A thrilling spy adventure that could have used just a little bit more espionage.
From James Bond to Mission Impossible, I enjoy tales detailing the escapades of spies. They are so enjoyable that I overlooked my usual revulsion to the point-and-click adventure genre and picked up The Low Road, a story about corporate espionage in the 1970s. Though the story was a bit goofier than I was expecting, the beautiful animation and well-written script were enough to overcome some of the short falls that ultimately hold it back from being a must-play experience.

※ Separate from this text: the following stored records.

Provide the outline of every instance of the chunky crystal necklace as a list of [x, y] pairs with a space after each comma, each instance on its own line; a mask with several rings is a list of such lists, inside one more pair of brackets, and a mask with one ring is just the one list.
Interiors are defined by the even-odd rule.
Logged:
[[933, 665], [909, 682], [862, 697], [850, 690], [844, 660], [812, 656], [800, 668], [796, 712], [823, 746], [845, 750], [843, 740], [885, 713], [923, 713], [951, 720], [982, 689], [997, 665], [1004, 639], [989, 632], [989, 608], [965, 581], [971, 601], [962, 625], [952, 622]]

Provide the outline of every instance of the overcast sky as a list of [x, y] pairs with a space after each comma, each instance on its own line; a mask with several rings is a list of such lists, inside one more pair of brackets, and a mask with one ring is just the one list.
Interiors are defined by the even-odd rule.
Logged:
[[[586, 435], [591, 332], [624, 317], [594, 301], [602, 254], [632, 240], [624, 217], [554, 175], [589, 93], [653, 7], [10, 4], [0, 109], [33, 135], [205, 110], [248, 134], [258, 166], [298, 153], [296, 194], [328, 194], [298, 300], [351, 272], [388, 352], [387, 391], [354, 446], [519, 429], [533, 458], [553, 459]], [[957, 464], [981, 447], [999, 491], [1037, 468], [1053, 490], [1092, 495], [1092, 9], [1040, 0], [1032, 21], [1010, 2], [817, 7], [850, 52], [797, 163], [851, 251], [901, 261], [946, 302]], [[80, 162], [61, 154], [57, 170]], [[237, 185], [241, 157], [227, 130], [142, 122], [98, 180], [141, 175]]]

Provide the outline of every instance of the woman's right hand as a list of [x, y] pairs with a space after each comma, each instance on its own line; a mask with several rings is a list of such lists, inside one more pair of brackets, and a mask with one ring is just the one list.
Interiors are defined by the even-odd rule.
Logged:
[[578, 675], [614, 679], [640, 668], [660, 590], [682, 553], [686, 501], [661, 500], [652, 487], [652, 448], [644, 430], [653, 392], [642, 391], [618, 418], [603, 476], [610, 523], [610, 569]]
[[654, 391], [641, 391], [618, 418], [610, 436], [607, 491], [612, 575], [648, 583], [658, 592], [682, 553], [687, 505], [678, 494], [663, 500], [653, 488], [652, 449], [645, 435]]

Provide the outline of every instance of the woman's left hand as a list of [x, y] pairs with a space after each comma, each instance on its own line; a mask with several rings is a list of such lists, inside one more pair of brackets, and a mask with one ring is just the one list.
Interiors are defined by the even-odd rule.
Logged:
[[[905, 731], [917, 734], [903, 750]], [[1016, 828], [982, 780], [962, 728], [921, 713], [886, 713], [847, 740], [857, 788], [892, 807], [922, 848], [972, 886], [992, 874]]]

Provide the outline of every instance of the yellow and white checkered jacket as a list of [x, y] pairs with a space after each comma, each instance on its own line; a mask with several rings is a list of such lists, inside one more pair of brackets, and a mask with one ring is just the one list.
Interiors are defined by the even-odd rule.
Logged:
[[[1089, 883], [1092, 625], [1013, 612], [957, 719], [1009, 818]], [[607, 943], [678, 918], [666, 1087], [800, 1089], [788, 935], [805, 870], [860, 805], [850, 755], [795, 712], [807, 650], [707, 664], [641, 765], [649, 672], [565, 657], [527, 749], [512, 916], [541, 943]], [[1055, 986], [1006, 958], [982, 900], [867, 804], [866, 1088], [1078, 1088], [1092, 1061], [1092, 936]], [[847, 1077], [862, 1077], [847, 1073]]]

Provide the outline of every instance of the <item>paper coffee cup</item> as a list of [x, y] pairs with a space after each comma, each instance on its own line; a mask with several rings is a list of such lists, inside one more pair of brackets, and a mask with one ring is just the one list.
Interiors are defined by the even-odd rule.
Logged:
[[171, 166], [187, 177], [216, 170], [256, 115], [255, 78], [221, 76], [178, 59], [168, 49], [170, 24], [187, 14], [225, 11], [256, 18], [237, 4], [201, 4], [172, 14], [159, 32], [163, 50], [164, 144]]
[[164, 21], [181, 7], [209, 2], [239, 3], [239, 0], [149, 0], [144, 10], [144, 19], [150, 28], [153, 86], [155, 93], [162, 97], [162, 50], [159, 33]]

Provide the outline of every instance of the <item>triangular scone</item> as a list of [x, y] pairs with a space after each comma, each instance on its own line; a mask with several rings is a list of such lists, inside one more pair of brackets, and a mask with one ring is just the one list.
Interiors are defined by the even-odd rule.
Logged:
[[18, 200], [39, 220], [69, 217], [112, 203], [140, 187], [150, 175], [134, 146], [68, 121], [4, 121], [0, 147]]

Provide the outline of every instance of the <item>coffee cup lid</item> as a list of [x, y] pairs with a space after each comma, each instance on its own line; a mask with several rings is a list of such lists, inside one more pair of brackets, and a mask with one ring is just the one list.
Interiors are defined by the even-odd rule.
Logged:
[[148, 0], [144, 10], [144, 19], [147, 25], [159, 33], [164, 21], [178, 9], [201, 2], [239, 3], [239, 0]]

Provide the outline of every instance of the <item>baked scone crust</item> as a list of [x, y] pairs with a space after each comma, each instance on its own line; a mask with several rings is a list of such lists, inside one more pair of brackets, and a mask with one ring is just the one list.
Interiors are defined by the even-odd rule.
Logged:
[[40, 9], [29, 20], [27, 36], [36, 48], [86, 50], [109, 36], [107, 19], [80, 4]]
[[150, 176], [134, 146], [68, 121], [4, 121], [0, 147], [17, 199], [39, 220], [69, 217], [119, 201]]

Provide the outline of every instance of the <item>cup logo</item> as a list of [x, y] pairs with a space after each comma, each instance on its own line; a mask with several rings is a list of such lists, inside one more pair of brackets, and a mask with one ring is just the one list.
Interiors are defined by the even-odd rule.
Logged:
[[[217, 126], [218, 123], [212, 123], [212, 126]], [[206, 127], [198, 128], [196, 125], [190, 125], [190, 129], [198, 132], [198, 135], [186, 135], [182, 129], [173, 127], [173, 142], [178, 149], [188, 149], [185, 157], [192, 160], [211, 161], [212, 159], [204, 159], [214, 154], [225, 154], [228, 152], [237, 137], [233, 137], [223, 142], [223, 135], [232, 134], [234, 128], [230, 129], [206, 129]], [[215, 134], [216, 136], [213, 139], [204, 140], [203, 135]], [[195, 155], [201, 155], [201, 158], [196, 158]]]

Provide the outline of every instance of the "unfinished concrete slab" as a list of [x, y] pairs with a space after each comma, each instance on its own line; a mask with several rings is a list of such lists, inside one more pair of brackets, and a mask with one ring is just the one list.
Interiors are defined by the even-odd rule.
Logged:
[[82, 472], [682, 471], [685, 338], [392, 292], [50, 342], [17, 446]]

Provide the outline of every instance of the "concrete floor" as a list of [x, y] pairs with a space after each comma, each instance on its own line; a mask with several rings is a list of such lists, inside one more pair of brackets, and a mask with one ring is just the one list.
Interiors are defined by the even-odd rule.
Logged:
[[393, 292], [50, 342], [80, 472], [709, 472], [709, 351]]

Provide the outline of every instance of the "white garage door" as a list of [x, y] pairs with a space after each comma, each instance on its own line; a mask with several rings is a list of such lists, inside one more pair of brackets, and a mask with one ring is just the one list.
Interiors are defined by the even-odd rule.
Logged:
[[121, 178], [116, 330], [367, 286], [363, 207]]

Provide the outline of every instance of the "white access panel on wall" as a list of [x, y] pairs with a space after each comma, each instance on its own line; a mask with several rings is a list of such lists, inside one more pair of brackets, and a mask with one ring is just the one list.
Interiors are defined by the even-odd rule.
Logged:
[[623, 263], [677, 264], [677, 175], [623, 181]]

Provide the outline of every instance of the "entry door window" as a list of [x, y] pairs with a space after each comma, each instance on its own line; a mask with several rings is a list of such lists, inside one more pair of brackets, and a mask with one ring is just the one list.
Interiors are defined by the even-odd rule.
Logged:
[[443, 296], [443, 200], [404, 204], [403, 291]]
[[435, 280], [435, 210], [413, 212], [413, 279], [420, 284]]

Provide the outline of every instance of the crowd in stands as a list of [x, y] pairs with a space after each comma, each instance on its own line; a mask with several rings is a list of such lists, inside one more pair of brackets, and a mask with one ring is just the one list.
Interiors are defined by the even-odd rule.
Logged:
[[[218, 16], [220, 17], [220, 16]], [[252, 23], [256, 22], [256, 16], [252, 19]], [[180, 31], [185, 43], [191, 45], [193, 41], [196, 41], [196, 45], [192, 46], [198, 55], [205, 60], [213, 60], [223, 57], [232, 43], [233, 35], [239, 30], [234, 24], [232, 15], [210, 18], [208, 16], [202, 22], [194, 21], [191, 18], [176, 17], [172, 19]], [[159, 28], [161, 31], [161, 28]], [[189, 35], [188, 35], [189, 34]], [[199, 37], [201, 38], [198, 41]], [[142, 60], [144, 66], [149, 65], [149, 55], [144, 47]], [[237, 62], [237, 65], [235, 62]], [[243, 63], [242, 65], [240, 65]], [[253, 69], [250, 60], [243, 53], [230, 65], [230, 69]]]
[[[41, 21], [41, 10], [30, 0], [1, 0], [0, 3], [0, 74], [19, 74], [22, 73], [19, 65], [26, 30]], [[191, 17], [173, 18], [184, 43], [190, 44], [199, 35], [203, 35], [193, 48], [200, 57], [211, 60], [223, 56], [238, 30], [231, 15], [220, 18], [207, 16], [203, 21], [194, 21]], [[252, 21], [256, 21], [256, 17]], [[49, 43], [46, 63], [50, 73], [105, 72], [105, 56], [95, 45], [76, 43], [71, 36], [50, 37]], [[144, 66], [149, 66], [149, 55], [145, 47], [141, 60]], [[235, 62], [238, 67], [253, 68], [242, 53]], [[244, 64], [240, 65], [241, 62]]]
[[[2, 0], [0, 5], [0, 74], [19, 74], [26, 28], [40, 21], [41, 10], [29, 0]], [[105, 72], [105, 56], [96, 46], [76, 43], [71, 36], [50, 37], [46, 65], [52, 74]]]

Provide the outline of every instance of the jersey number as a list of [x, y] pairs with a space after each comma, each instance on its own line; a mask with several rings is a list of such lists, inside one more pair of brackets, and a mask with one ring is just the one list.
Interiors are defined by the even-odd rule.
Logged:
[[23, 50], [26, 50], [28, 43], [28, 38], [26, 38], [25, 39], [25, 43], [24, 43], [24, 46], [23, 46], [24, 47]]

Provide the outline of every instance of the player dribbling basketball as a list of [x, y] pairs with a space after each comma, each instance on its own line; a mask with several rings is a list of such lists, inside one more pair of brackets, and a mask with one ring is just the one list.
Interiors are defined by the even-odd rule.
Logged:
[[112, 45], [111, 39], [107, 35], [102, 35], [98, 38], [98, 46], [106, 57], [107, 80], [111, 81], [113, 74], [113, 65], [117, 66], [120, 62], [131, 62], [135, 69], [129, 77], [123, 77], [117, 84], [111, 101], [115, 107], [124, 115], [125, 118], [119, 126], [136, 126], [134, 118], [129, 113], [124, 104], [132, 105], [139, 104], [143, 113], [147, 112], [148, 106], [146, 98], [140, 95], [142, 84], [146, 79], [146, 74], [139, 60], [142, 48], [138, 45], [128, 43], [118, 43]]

The main protagonist is Noomi Kovacs, a spy who is fresh out of the academy and eager to put her skills to the test. Life as a spy starts off on a high note with a fantastic puzzle to solve. Armed with a file containing personal info about a new mark, the goal is to extract 3 pieces of information without the target discovering you’re actually a spy. The result has a bearing on the story going forward, and highlights one of many branching story paths.
Unfortunately, the remainder of the gameplay just doesn’t feel as enjoyable as the introductory mission. Most of the puzzles rely on finding items in the local environment and utilizing them in the proper sequence in order to proceed. The story is told through these sequences so it doesn’t feel like a waste of time, but being able to manipulate a target through interrogation only comes one other time much later on, in spite of these being the most entertaining puzzles.
The visuals are very well done, coming off as bright and colorful. The animation style suits the motif perfectly, while the rare miss of the facial expressions comes off as a bit soulless. The audio deserves high marks as well; the voice acting is top notch and the soundtrack wonderfully compliments the ‘70s spy movie aesthetic. A few variations on the ending attempt to add to the replayability, but it’s not enough to compel me to play again.
The Low Road is a fun, albeit brief point-and-click spy adventure. My playthrough was complete in two sittings over the span of a few hours and left me wanting more. If you’re looking for a good title from the genre, I can definitely recommend it, just be prepared to have that same yearning for a sequel that focuses more on interactions with characters and less on the environment.